This article is part of the supplement: Selected articles from The 5th IEEE International Conference on Systems Biology (ISB 2011)
BBH-LS: an algorithm for computing positional homologs using sequence and gene context similarity
School of Computing, National University of Singapore, Computing 1, 13 Computing Drive, Singapore 117417, Republic of Singapore
BMC Systems Biology 2012, 6(Suppl 1):S22 doi:10.1186/1752-0509-6-S1-S22Published: 16 July 2012
Identifying corresponding genes (orthologs) in different species is an important step in genome-wide comparative analysis. In particular, one-to-one correspondences between genes in different species greatly simplify certain problems such as transfer of function annotation and genome rearrangement studies. Positional homologs are the direct descendants of a single ancestral gene in the most recent common ancestor and by definition form one-to-one correspondence.

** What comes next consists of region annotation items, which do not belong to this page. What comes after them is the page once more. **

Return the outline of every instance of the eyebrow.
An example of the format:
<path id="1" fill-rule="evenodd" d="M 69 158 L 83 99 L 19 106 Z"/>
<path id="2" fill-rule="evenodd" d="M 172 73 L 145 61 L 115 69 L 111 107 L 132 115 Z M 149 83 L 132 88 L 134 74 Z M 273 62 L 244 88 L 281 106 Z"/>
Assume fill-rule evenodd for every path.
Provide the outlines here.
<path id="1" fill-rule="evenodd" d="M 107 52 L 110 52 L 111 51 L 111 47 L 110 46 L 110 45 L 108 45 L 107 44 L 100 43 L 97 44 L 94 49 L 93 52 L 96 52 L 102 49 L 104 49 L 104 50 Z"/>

In this work, we present a simple yet effective method (BBH-LS) for the identification of positional homologs from the comparative analysis of two genomes. Our BBH-LS method integrates sequence similarity and gene context similarity in order to get more accurate ortholog assignments. Specifically, BBH-LS applies the bidirectional best hit heuristic to a combination of sequence similarity and gene context similarity scores.
We applied our method to the human, mouse, and rat genomes and found that BBH-LS produced the best results when using both sequence and gene context information equally. Compared to the state-of-the-art algorithms, such as MSOAR2, BBH-LS is able to identify more positional homologs with fewer false positives.